Analytical instrumentation
Biomechanical testing

The MTS 858 Mini Bionix universal biomechanics testing system (MTS Systems Corporation, Eden Prairie, MN, USA) was supported by the Department of Human Anatomy of Southern Medical University.

Three-dimensional (3D) finite element analysis

Analysis was conducted using spiral computed tomography (CT), a computer, AutoCAD software (Autodesk, Inc., San Rafael, CA, USA) and finite element software Ansys 6.5.
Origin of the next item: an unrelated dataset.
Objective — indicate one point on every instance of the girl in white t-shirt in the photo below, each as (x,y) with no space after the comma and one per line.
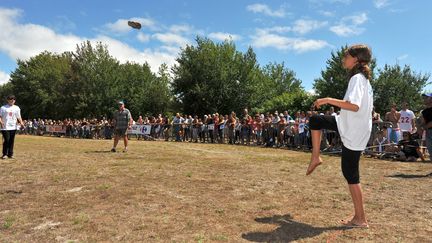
(9,115)
(354,125)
Biomechanical testing methods

Middle and diagonal fracture models without defects were established using the collected tibias. The tibias were randomly grouped and analyzed by biomechanics and 3D finite element methods. An analysis and comparison of LC-DCPs with different lengths (6-, 10- and 14-hole) combined with 6 screws, 14-hole LC-DCPs combined with different numbers of screws (6, 10 and 14), and 14-hole LC-DCPs with 6 screws fixed at different positions was conducted. The positions fixed were as follows (from top to bottom): Group 1, holes 1, 2, 7, 8, 13 and 14; group 2, holes 1, 4, 7, 8, 11 and 14; group 3, holes 1, 3, 6, 9, 12 and 14; and group 4, holes 1–3 and 12–14. Mechanical characteristics, including compression, torsion and 3-point bending, respectively, were evaluated. The load of vertical compression was 0–1,000 N, the torsion angle was 0–3°, and the load of 3-point bending was 0–400 N. The strain values on torsion, and with 3-point bending and compression were measured and analyzed.
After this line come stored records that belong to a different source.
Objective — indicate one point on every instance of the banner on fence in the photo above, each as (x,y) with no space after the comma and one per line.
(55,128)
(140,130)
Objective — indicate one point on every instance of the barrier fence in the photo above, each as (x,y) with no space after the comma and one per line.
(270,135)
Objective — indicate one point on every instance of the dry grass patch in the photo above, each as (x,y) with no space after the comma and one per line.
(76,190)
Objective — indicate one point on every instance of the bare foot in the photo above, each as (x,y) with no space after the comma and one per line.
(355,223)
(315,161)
3D reconstruction of tibial stem finite element models. The tibias were scanned using spiral CT and continuous cross-sectional images 1 mm in thickness were obtained. The images were analyzed as lattice images and digitized. Using a graphic boundary automatic recording program, created by the Laboratory of Human Anatomy and Biomechanics of Southern Medical University (China), the boundary conditions of the images were recorded as 2D coordinates in all levels of the tibial images according to the requirements for 3D reconstruction. With reference to the plane distance and inter-lamellar space, the 2D coordinates were converted into 3D coordinates following regulation to a suitable spatial scale.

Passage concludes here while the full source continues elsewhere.